Rare spherical egg could fetch in region of £200, with proceeds of sale going to charity

A farm worker in Devon has discovered what she believes to be a “one-in-a-billion” spherical egg.

Alison Greene, who has worked as an egg handler on Fenton Farm near the Somerset border for three years and handled more than 42m eggs, said she had never found a perfectly round one before.

The 57-year-old now plans to send it to auction in Exeter in March with the proceeds going to the Devon Rape Crisis charity.

Discussing the moment she found the egg in December, Greene said: “It was really surprising because they roll in a specific way and this one just didn’t – it just stood out.

“It’s now something that nobody else has.
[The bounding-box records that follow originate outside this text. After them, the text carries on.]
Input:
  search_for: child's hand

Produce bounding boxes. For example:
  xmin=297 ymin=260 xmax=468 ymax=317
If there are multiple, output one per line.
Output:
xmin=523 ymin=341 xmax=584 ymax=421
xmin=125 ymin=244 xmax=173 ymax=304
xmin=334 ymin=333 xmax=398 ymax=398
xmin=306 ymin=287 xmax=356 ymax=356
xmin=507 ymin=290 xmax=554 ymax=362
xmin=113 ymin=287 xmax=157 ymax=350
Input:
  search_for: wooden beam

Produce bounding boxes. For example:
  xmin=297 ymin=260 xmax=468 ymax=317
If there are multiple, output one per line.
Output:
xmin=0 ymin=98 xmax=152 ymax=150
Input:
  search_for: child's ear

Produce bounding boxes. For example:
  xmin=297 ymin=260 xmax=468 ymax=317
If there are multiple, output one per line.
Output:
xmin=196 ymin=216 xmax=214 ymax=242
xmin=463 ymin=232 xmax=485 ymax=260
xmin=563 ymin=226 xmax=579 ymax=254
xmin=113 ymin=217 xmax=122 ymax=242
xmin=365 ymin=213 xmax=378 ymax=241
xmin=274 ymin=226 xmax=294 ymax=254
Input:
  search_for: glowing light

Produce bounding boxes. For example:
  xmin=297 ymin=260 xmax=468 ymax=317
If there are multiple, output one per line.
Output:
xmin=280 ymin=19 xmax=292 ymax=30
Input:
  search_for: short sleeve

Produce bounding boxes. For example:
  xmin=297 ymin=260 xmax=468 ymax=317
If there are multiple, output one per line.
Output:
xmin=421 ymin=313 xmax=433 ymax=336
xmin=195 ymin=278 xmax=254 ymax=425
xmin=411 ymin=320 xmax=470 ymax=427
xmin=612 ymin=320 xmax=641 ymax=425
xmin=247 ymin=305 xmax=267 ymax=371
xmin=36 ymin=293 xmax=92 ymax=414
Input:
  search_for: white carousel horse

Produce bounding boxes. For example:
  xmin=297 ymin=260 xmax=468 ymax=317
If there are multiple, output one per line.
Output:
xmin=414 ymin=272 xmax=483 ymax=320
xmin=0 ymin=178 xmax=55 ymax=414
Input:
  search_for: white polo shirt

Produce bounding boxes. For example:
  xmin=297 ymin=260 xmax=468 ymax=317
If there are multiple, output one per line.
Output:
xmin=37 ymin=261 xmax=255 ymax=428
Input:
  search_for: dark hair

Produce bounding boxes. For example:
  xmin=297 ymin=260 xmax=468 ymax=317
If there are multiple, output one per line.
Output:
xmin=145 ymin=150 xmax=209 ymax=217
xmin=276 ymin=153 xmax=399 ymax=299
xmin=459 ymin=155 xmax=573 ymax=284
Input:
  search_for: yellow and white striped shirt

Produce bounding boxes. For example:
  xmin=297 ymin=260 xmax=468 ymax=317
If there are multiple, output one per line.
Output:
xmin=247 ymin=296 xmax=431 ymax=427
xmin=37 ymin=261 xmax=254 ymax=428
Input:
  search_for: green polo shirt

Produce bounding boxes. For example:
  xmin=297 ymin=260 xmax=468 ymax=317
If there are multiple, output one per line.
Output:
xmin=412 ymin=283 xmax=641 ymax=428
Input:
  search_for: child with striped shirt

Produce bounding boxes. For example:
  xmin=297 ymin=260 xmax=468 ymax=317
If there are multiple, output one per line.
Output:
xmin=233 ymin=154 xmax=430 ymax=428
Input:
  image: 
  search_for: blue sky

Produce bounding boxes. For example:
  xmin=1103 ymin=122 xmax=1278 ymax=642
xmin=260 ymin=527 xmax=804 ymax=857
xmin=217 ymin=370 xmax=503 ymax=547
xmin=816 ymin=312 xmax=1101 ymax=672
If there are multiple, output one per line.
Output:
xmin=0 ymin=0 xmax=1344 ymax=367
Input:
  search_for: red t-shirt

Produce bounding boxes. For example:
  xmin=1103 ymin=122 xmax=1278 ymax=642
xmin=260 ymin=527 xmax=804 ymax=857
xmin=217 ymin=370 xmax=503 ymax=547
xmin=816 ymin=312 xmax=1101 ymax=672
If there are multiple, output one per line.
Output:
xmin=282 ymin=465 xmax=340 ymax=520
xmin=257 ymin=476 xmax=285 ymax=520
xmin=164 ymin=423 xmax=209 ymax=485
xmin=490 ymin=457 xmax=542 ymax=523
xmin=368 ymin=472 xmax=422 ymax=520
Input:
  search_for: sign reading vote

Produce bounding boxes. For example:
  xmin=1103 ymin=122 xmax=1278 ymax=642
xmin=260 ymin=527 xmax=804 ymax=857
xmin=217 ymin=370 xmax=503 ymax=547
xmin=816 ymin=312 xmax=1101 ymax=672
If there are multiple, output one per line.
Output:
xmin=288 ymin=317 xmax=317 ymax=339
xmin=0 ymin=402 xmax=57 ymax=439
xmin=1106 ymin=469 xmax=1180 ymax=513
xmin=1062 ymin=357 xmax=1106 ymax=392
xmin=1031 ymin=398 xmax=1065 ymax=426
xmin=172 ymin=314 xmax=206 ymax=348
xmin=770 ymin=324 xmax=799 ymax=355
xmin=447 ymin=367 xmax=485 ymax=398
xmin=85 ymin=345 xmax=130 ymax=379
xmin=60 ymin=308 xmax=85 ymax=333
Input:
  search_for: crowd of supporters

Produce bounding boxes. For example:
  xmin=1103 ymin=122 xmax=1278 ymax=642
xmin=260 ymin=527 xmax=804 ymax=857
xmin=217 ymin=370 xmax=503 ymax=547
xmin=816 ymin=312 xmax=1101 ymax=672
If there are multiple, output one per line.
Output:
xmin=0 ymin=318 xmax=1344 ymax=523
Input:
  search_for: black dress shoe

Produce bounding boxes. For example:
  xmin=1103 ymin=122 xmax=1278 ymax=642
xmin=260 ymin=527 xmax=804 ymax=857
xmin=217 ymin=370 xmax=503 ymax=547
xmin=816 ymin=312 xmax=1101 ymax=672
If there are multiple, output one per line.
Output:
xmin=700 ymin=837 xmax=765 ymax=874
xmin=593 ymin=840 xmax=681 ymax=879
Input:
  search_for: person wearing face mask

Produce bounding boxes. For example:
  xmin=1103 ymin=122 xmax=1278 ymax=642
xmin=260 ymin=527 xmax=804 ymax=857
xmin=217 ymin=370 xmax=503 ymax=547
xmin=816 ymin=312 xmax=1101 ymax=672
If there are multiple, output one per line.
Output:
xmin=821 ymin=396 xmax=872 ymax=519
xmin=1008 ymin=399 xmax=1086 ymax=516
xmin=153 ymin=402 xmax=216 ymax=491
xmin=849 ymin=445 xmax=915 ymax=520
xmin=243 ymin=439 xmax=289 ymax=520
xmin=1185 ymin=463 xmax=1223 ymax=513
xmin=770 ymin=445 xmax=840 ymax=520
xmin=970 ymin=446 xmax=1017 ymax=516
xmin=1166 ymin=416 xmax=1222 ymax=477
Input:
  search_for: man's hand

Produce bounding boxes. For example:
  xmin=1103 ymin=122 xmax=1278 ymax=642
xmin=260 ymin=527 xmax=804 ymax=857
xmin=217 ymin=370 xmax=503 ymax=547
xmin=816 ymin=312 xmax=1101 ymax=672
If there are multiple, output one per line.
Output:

Elon Musk hasn’t got a round egg has he?”

Greene added: “Hopefully, it will sell for a lot of money.”

Brian Goodison-Blanks, an auctioneer at Bearnes Hampton & Littlewood Auctioneers based in Exeter, said: “Spherical chicken eggs are quite unusual and there have been people that have paid north of £100 and sometimes £200 for them.”

Last month, a spherical hen’s egg that a man spontaneously bought after a few pints sold at auction in Berkshire for £200.

Ed Pownell, from Lambourn in Berkshire, shelled out £150 for the egg and then donated it to the Iuventas Foundation, a charity that provides mentoring, life coaching and mental health support to young people across Oxfordshire.

Pownell’s egg was originally discovered in a box bought by a woman from her local supermarket in Ayr. The charity thought the donation “was a joke” initially before putting it up for sale.

Roz Rapp, from the foundation, told the BBC at the time: “We’re delighted and thrilled the egg sold as it means we can continue to do what we are doing.”

In 2015, a spherical chicken’s egg sold for £480 on eBay. The egg was laid in Latchingdon, Essex by a bird belonging to Kim Broughton. The hen was subsequently renamed Ping Pong. Broughton auctioned the egg in aid of the Cystic Fibrosis Trust.